用Embedding构建新闻相似度聚类与去重系统

国内大新闻日报中级难度

用 Embedding 构建新闻相似度聚类与去重系统

2026年2月28日预计阅读 20 分钟 Python · OpenAI · Scikit-learn · FAISS 完整可运行代码

每天各大平台推送的新闻条数动辄数千，其中大量是同一事件的重复报道。传统基于关键词的去重方法容易漏掉改了标题的重复文章，而基于 Embedding 语义向量 的方案能真正理解文本含义——即便措辞完全不同，语义相近的新闻依然会被识别为重复。

本教程将带你从零搭建一套完整的新闻聚类与去重管道：用 OpenAI Embedding API 将文本转化为向量，用 KMeans 实现语义聚类，再结合余弦相似度阈值完成精准去重，最后用 t-SNE 可视化验证效果。全程代码均可直接运行，无需机器学习背景。

你将学到什么

Embedding 的核心原理与向量相似度计算
如何批量调用 OpenAI API 生成新闻 Embedding
用 KMeans + Silhouette Score 自动确定最优聚类数
基于余弦相似度的簇内语义去重策略
用 FAISS 实现大规模向量检索加速
t-SNE 可视化聚类效果验证

一、系统架构与核心原理

整体数据流

整个系统分四个阶段：

数据预处理：清洗原始新闻文本，去除 HTML 标签、无效字符
Embedding 生成：调用 OpenAI API，将每条新闻转为 1536 维向量
语义聚类：用 KMeans 将相似新闻归入同一簇，自动发现主题
去重输出：在每个簇内计算两两余弦相似度，超过阈值则保留一条

为什么用余弦相似度而不是欧氏距离？
高维向量空间中，欧氏距离会受向量模长影响，而余弦相似度只关注方向（角度），对文本长度不敏感，更能反映语义接近程度。
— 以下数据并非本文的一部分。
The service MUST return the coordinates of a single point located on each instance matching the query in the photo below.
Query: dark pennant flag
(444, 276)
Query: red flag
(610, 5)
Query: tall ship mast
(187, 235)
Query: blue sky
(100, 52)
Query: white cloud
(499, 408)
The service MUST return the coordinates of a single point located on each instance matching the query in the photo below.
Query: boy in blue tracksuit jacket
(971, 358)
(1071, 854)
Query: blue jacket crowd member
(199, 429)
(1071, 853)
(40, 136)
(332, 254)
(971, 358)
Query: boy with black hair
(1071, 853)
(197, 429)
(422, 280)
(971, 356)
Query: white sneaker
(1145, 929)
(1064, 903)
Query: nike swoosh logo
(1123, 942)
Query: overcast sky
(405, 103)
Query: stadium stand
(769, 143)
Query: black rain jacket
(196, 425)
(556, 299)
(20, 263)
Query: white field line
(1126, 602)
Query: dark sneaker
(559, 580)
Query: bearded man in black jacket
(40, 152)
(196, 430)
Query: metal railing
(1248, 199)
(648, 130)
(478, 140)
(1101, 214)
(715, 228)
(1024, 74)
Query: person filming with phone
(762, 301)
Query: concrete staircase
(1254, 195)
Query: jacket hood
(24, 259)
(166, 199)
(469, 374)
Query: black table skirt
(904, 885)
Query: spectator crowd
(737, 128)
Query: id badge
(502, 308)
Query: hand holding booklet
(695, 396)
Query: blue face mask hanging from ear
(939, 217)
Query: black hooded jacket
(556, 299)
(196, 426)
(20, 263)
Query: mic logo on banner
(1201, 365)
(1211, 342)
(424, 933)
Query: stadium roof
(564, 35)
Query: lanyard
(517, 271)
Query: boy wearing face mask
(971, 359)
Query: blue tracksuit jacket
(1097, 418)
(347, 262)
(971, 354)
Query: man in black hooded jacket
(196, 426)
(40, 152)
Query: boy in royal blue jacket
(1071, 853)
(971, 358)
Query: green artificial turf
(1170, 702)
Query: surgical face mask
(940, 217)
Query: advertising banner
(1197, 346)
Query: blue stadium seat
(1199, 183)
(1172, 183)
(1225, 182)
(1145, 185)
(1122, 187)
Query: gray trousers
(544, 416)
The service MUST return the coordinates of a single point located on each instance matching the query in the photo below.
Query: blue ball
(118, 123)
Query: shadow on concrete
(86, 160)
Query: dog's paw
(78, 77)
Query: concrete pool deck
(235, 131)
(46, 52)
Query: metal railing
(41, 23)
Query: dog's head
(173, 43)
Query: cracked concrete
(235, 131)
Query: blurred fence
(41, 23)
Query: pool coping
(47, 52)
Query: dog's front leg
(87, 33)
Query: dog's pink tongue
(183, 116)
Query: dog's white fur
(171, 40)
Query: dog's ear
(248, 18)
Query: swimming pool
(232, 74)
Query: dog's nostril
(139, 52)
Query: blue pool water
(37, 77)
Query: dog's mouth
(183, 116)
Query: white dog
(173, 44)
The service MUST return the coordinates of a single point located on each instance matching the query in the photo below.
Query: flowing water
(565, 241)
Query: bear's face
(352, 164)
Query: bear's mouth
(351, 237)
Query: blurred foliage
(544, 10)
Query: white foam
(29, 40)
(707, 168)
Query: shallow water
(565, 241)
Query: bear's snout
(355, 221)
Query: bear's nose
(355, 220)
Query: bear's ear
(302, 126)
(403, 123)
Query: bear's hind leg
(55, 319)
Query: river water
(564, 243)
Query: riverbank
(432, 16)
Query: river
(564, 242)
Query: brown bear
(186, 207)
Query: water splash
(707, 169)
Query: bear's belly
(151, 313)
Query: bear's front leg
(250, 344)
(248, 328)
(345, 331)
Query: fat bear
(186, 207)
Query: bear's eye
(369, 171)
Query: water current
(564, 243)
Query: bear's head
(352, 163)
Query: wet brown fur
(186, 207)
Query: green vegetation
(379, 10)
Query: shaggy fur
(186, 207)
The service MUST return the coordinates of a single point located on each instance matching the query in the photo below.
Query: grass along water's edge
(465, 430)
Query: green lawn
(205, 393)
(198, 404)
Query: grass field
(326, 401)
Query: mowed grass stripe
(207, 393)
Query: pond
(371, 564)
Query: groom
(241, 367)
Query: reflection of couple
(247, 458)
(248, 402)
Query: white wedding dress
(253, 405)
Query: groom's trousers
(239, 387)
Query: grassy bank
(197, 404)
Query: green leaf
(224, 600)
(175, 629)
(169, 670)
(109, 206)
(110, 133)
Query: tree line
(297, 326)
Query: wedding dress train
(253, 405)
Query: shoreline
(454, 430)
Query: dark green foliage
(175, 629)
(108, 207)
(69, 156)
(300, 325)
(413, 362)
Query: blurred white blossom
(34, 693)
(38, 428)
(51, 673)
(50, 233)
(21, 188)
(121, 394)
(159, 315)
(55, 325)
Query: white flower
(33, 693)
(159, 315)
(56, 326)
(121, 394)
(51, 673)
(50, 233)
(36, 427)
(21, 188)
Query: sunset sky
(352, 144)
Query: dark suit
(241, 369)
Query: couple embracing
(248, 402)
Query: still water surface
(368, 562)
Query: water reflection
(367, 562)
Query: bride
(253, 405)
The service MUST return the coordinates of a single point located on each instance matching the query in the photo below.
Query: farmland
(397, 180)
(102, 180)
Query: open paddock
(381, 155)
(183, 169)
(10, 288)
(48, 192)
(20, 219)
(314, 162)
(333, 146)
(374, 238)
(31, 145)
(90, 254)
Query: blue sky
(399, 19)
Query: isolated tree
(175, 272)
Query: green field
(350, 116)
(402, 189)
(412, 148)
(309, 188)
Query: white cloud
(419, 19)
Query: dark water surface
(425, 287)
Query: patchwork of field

Embedding 直觉理解：把每篇文章想象成宇宙中的一颗星——语义越相近，星星越靠拢。聚类就是把星系划分出来，去重就是把同一位置重叠的星合并为一颗。

二、环境准备与依赖安装

安装核心依赖

推荐使用 Python 3.10+。所有依赖均可通过 pip 一次性安装：

# 创建虚拟环境（推荐）
python -m venv venv
source venv/bin/activate  # Windows: venv\Scripts\activate

# 安装依赖
pip install openai==1.12.0 \
            scikit-learn==1.4.0 \
            numpy==1.26.3 \
            pandas==2.2.0 \
            faiss-cpu==1.7.4 \
            matplotlib==3.8.2 \
            datasketch==1.6.4 \
            python-dotenv==1.0.0 \
            tqdm==4.66.1

创建 .env 文件存储 API Key（不要把密钥写进代码）：

# .env
OPENAI_API_KEY=sk-xxxxxxxxxxxxxxxxxxxxxxxxxxxxxxxx

API 费用提醒：text-embedding-3-small 约 $0.02/百万 token，1000 条新闻（每条 200 字）大约消耗 $0.08，成本极低。但首次运行建议先用 20 条测试。

三、数据预处理

清洗与准备新闻文本

原始新闻数据往往包含 HTML 标签、多余空白、特殊符号。这一步先做统一清洗，再截取合理长度（Embedding 模型有 token 上限）。

import re
import json
import pandas as pd
from typing import List

def clean_news_text(text: str) -> str:
    """
    清洗新闻文本：
    1. 去除 HTML 标签
    2. 折叠多余空白
    3. 截断到 800 字（避免超过 Token 限制）
    """
    # 去除 HTML 标签
    text = re.sub(r'<[^>]+>', '', text)
    # 去除多余换行和空格
    text = re.sub(r'\s+', ' ', text).strip()
    # 截断到 800 字（约 1200 token，安全范围内）
    return text[:800]

def load_news_data(filepath: str) -> pd.DataFrame:
    """
    从 JSONL 文件加载新闻数据
    每行格式：{"title": "...", "content": "...", "source": "...", "pub_time": "..."}
    """
    records = []
    with open(filepath, 'r', encoding='utf-8') as f:
        for line in f:
            record = json.loads(line.strip())
            # 标题 + 正文前 400 字，作为 Embedding 输入
            combined = record['title'] + '。' + record.get('content', '')[:400]
            record['clean_text'] = clean_news_text(combined)
            records.append(record)
    return pd.DataFrame(records)

# 示例：生成测试数据（实际替换为真实新闻加载）
sample_news = [
    {"title": "工信部发布新能源汽车补贴政策", "content": "今日工信部正式发布2026年新能源汽车推广应用财政补贴方案..."},
    {"title": "新能源车补贴新政策出炉 覆盖范围更广", "content": "工业和信息化部昨日公布最新新能源汽车补贴细则..."},
    {"title": "春节假期全国旅游收入创历史新高", "content": "文旅部数据显示，2026年春节黄金周全国旅游接待人次..."},
    {"title": "春节旅游市场迎来开门红 各地景区爆满", "content": "春节长假期间，全国各大旅游景区迎来客流高峰..."},
    {"title": "DeepSeek R2模型正式发布 性能超越GPT-5", "content": "深度求索今日在北京发布最新大语言模型 R2..."},
]

with open('news_sample.jsonl', 'w', encoding='utf-8') as f:
    for item in sample_news:
        f.write(json.dumps(item, ensure_ascii=False) + '\n')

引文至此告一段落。